Speaking of which, why not view [project.dependencies] as the “default” list, and make it possible to reference it in the [requirements] section?

jamestwebber · November 15, 2023, 1:43am

I don’t know that they need to guard against it (this is a solvable set of requirements, after all), but they need to be aware of it.

Circular dependencies between packages are currently allowed, so I imagine this situation would be too.

kknechtel · November 15, 2023, 1:44am

I really only meant that they need to not get in an infinite loop / stack overflow while enumerating the dependencies

jamestwebber · November 15, 2023, 1:45am

Sure, good advice for anyone writing any code

pf_moore · November 15, 2023, 9:14am

Apologies, I forgot about that example in the flurry of discussion prompted by @kknechtel’s idea.

That case is definitely something we should support. Web apps are one of the common (and possibly the most well known) examples of “not a wheel” projects and covering them gets us a long way.

brettcannon · November 16, 2023, 12:48am

It’s not a concern as that’s up to the resolver to take care of and they are designed for this sort of thing. Basically the resolver gets a list of requirements for candidate distributions to install, and if it hits a steady-state of candidates in a loop of requirements then it considers its work done.

brettcannon · November 16, 2023, 1:04am

No worries! I figured that’s what happened.

I think my strawman proposal above covers it (or at least I tried to write it out based on how I would use it.

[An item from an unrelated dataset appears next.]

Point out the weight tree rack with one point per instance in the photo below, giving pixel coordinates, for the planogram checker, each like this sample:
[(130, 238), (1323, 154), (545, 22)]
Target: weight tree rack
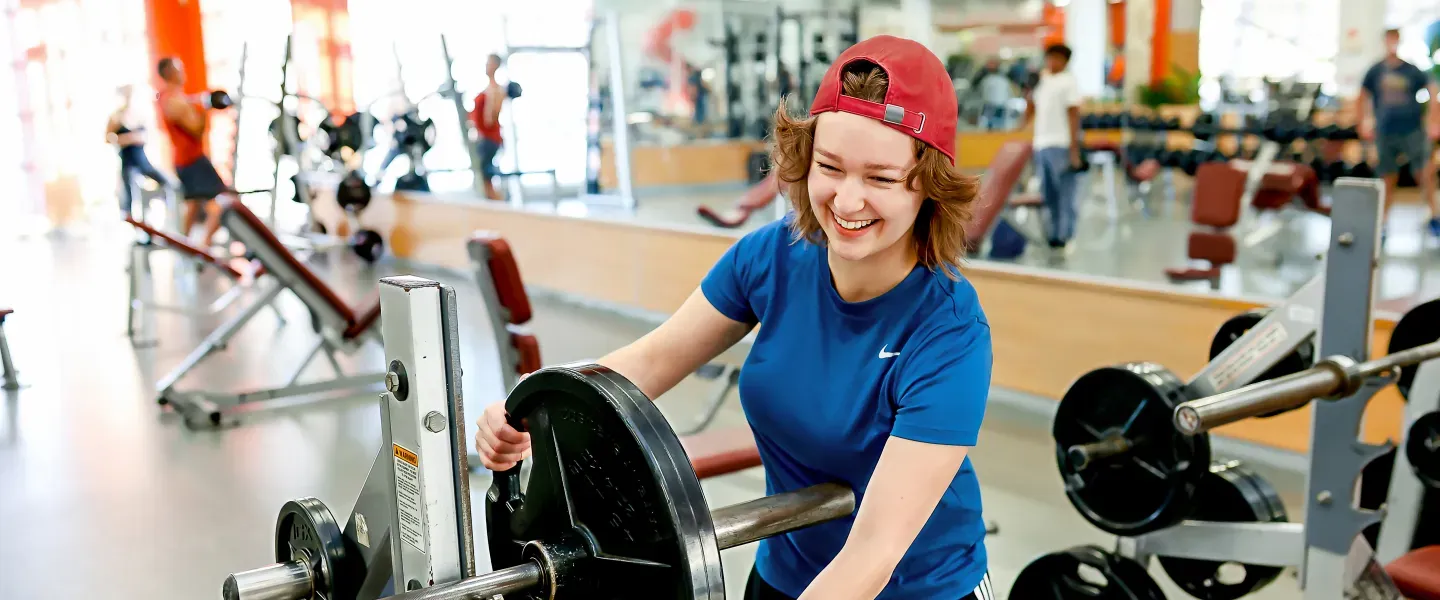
[(1332, 556), (412, 534)]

Once thing I did neglect to mention in my strawman proposal is how it might interact with [project]? I.e. does . implicitly include project.dependencies and does .[...] take project.optional-dependencies into consideration? If it does then I think this nicely solves the “dev dependencies” situation when doing development for something that is expected to end up as a wheel (if you don’t like using e.g. “test” as an extra for that sort of thing). But this can also be defined later if people like my strawman proposal and would rather keep it as small as possible for now.

In the name of simplicity I’m not touching . in use within project.optional-dependencies, although I know the idea of having extras being able to refer to each other has come up before. This would then keep the whole . idea scoped to just what would be acceptable in requirements.

And in case it wasn’t obvious, if people like my strawman proposal I am willing to write a PEP for it.